The compositions of the present disclosure may be administered in any medically relevant procedure, such as intravascular (intravenous, intraarterial, intracapillary) administration, injection into cerebrospinal fluid, intravitreal, topical, intracavitary, or intracerebral. It can be administered using direct injection into the body. Intrathecal administration can be performed through the use of an Ommaya reservoir in accordance with known techniques. (F. Balis et al., Am J. Pediatr. Hematol. Oncol. 11, 74, 76 (1989)).
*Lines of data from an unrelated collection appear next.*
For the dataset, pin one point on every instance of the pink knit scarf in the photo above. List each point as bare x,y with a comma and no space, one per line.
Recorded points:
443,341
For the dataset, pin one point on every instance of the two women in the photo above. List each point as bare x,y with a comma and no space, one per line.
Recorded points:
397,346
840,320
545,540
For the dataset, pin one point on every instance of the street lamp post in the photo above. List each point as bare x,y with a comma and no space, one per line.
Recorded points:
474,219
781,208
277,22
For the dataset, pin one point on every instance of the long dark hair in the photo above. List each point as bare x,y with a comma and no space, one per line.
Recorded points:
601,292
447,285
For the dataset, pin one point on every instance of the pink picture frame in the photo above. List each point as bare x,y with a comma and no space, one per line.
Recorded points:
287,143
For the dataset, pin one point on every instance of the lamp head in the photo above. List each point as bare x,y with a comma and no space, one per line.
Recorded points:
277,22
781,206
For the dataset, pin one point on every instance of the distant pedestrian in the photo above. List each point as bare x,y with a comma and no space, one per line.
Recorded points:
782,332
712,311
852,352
When the therapeutic agent is administered locally into the brain, one method for administration of the therapeutic compositions of the present disclosure is by any suitable technique, such as direct injection (optionally, stereotaxic injection with an injection syringe). Aided by positioning) or by placing the tip of the Ommaya reservoir into a cavity or cyst for administration. Alternatively, the convection-enhanced delivery catheter can be implanted directly into the site, into a natural or surgically created cyst, or into a normal brain mass. Such convection-enhanced pharmaceutical composition delivery devices greatly improve diffusion of the composition throughout the brain mass. The implanted catheters of these delivery devices utilize high-flow microinfusion (with flow rates in the range of about 0.5-15.0 μl/min) rather than diffusive flow to deliver therapeutic compositions. Deliver to the brain mass and/or tumor mass. Such a device is described in US Pat. No. 5,720,720, fully incorporated herein by reference.

The effective amount of therapeutic composition given to a particular patient may depend on a variety of factors, some of which may vary from patient to patient. A qualified clinician can determine the effective amount of therapeutic agent to administer to a patient. The dosage of the drug depends on the treatment, the route of administration, the nature of the therapeutic agent, the susceptibility of the patient to the therapeutic agent, and the like. Using LD50 animal data and other information, clinicians can determine the maximum safe dose for an individual depending on the route of administration. Utilizing ordinary skill, a competent clinician can optimize the dosage of a particular therapeutic composition during routine clinical trials. The composition can be administered to the subject in a series of multiple doses. For therapeutic compositions, regular periodic administration may sometimes be necessary or desirable. Treatment regimens vary depending on the drug; for example, some drugs can be taken long-term on a once-daily or twice-daily basis, while more selective drugs include, for example, 1, 2, It can be administered to be taken once daily, twice daily, twice weekly, once weekly, etc. for more defined periods of time such as 3 days or more, 1 week or more, 1 month or more.

Formulations may be optimized for retention and stabilization in the brain. If the drug is administered within the cranial compartment, it is desirable that the drug be retained within the compartment and not diffuse or otherwise cross the blood-brain barrier. Stabilization techniques include cross-linking, multimerization, or linking to groups such as polyethylene glycol, polyacrylamide, neutral protein carriers, etc., to achieve increased molecular weight.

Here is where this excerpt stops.